This accord, which gave U.S. military personnel the right to use seven Colombian bases for the next ten years, is suspended until Colombia’s Congress votes to approve it. Article 173 of Colombia’s Constitution requires that the country’s Senate be empowered to “permit the transit of foreign troops through the territory of the Republic.”
Politically, the court’s decision is a blow to both governments because it gives the impression – deserved or no – that the Obama and Uribe administrations sought to do something that violated Colombia’s Constitution. Operationally, however, the defense accord’s suspension will not affect the U.S. presence in Colombia. Not a single U.S. soldier or contractor will have to leave Colombia or alter what he is doing as a result of the Constitutional Court’s decision.

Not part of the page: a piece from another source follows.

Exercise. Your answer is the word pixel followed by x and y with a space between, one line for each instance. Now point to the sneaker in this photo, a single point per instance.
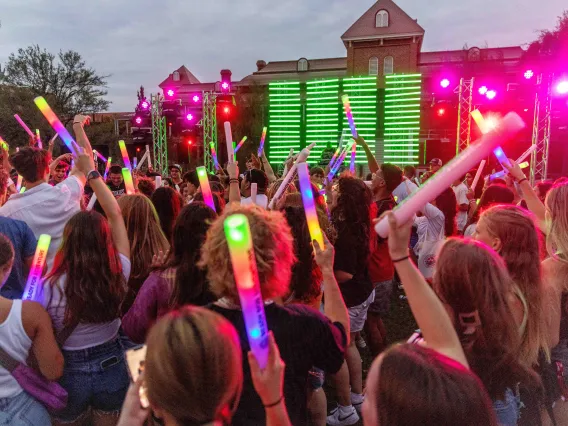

Though the Defense Cooperation Agreement (or DCA) was signed last October 30, the implementing agreements needed to make it operational have yet to be signed. This means that, as of yesterday, the new DCA had still not gone into effect. U.S. military and contractor personnel were still acting under the authorities laid out in a series of old accords (1952, 1962, 1974, 2004, 2007), whose validity the Colombian court did not challenge.
Under these old accords, U.S. personnel have already been frequently present at the seven bases listed in the DCA, as well as several others. The difference is that today, there is no “free entry”: each U.S. deployment is subject to a series of Colombian government approvals that would be unnecessary under the DCA. It also means that construction of new facilities at the Palanquero airbase in Puerto Salgar, Cundinamarca – for which Congress appropriated $46 million in 2010 – cannot yet begin.
The court’s decision means that implementation of the DCA may be delayed, and U.S. personnel in Colombia will continue to operate under the “old” agreements, for as much as a year. Even though Colombian President Juan Manuel Santos strongly favors the DCA, and even though roughly 80 percent of Colombia’s Congress is pro-Santos and likely to approve the DCA, the legislative process could take months. Opposition legislators will have a chance, for the first time in an official forum, to air their arguments against the agreement.
Once the Congress approves the agreement, it must then go back to the Constitutional Court for final approval. A leading opposition senator, Jorge Enrique Robledo of the leftist Polo Democrático, told the Colombian daily El Espectador that the court’s final approval is far from assured: “There is no article in the Constitution allowing foreign troops to be stationed in [as opposed to transiting through] national territory.”
In the United States, meanwhile, nothing changes. As a defense cooperation agreement and not a treaty, signing the Colombia accord is viewed as within the President’s powers as commander-in-chief of the armed forces. Congressional committees were notified about the accord, but were not required to approve it.